CRIMINAL: Prof. bashes Christopher Columbus with wanted poster

Beverley Smith, an associate professor of anthropology, put up the poster to label Christopher Columbus a war criminal.

A professor at the University of Michigan-Flint put up a poster of Christopher Columbus as a wanted criminal on the anthropology program’s faculty board.

Beverley Smith, an associate professor of anthropology at the university who manages the announcement board, told Campus Reform in an interview that she put the poster up to help call into question what it means to celebrate Columbus Day. Smith said that one of her students sent her the poster in 2012 and that she has put it up on the faculty board each fall since in anticipation of Columbus Day.

“We need to start to see the colonial enterprise, starting with Columbus, as a war crime or as a crime against humanity and so the context of it being a ‘wanted’ poster has to do with the nature of the crimes that Columbus himself committed but also that which was the result of the colonial enterprise in itself,” said Smith.

Referring to The Conquest of America: The Question of the Other by Tzvetan Todorov, Smith said that the various activities of Columbus in the Caribbean included enslaving the native population, establishing industries for European profit, and mass execution of Taino people who “refused or could not work in the mines.”

Smith said that Columbus “oversaw the exploitation and ultimate destruction of the Taino people,” adding that it is estimated that almost one million Taino people died from disease, work, execution, and warfare within the first 100 years of contact.

“I think there’s a mythology that Columbus was benign…I don’t think people generally talk about his behavior and what he did once he got here, got established, and how he encouraged others to behave similarly,” she said.

Smith said she sees the poster as an “an important reminder that contact was a devastating event for Native American people” and that she believes people should have a better understanding of “what and who they are actually celebrating” on Columbus Day and recognize that some might find celebrating the historic figure as offensive.

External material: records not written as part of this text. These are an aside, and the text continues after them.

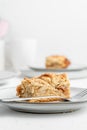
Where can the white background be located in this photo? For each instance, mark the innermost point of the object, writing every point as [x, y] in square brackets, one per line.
[60, 26]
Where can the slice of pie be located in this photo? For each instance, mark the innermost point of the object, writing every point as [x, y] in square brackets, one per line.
[57, 62]
[45, 85]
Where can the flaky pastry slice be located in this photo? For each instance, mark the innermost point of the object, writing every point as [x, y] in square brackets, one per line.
[44, 85]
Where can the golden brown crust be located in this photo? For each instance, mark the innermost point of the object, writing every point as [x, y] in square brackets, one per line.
[45, 85]
[57, 62]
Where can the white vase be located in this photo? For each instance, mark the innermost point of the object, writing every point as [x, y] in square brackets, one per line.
[22, 52]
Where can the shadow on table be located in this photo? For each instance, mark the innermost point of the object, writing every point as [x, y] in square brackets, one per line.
[6, 112]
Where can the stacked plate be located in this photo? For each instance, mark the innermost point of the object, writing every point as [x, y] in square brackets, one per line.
[75, 71]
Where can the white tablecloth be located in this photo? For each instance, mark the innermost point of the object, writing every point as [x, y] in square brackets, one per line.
[12, 120]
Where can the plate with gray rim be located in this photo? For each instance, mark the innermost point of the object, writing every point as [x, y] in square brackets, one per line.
[51, 107]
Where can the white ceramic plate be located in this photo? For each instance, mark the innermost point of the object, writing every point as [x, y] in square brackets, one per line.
[55, 107]
[72, 75]
[72, 67]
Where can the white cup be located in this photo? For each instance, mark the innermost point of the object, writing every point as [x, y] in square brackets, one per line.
[22, 52]
[2, 56]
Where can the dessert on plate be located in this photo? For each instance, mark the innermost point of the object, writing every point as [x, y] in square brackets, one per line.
[48, 84]
[57, 62]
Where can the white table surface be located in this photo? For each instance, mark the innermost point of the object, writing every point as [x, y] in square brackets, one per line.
[12, 120]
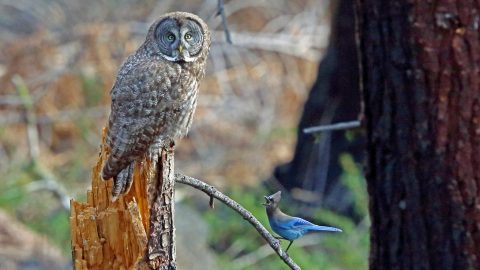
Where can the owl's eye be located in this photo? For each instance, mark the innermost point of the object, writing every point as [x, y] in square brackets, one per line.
[170, 37]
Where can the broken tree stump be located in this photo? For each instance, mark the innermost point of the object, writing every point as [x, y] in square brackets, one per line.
[137, 230]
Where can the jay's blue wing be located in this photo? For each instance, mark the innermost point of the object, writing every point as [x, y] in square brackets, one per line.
[302, 224]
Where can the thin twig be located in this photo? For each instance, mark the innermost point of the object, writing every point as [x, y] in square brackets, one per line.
[336, 126]
[31, 118]
[213, 192]
[264, 251]
[221, 12]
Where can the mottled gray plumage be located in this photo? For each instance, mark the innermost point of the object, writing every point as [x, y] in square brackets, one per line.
[155, 93]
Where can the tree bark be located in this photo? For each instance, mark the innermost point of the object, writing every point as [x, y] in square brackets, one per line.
[134, 232]
[420, 63]
[334, 97]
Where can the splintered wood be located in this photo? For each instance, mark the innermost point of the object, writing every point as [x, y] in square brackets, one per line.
[113, 235]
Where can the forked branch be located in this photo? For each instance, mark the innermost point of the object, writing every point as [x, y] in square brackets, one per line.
[213, 192]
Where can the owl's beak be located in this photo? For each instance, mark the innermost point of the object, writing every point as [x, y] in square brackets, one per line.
[180, 49]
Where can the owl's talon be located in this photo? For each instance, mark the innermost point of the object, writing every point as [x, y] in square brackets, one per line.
[128, 179]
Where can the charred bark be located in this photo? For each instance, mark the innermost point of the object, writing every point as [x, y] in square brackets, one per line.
[420, 71]
[334, 97]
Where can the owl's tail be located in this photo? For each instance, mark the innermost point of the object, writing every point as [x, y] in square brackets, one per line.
[122, 181]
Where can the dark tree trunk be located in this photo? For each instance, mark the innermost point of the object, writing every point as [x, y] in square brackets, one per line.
[334, 97]
[420, 71]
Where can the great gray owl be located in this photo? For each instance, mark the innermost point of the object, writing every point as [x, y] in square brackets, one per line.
[155, 93]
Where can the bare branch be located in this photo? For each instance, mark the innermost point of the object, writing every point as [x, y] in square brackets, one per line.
[336, 126]
[221, 12]
[213, 192]
[264, 251]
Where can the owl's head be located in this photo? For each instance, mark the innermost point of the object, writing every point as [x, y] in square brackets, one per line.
[180, 36]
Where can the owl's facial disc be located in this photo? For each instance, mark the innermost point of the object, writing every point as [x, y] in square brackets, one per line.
[179, 40]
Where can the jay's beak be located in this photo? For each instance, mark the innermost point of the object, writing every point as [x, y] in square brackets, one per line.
[266, 201]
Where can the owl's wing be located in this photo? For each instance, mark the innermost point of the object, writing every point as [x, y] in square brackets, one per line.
[136, 104]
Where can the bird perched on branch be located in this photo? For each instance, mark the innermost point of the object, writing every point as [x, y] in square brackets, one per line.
[288, 227]
[155, 94]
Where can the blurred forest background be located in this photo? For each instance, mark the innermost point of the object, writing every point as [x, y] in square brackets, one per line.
[58, 61]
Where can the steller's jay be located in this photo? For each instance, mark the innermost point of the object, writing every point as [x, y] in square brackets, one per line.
[288, 227]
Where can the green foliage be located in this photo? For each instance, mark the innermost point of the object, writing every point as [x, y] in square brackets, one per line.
[239, 246]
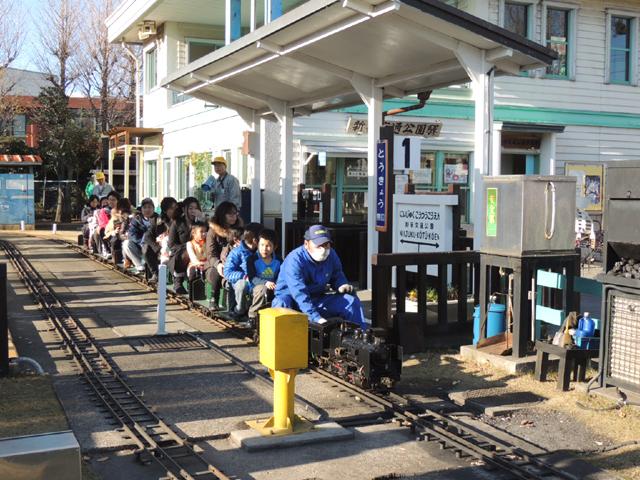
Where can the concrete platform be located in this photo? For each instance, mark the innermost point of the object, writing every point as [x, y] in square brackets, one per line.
[508, 363]
[252, 441]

“I think what’s important is that Native American people not be forgotten…We need to have a broader perspective on the implications of colonialism and decide for ourselves, as individuals, how we feel about celebrating that person,” said Smith, who said she supported Indigenous Peoples’ Day, which began as a counter-celebration of Columbus Day.

Smith said that she believes the poster fits into the university’s educational mission and she incorporates some of its themes into her Native American ethnography course, which she is currently teaching.

 

“[The poster] initiates conversation, that’s what a university is for— to see different points of view and perhaps to challenge people’s intuitive notion that colonialism is without harm, that colonialism is always a good thing for everyone involved,” said Smith.

Smith added that responses from her students have been positive with many recognizing “that it is difficult to celebrate the accomplishments of this person.”

“I feel like not enough people know how awful Christopher Columbus is...and real history, not the sugarcoated history,” said psychology junior Jamie Staudacher.

“I like [the poster]. I think its fine.”

Daniel Cores, a chemistry sophomore, said that the “inflammatory” language of the wanted poster “seems a little unprofessional” and that “faculty should be a little more careful about putting stuff up like that, but I have nothing against it.”

“I agree with some of the things it says but it seems like it’s trying a little too hard to be shocking.”

Johnathan Belanger, who recently graduated with a degree in anthropology from the university, said that the the department teaches “cultural relativism” and that he did not find it “surprising that they would have this posted, nor do I find it out of place”

“Students should be smart enough to look to more than just one source and not just take whatever their professors say or teach as automatically true.”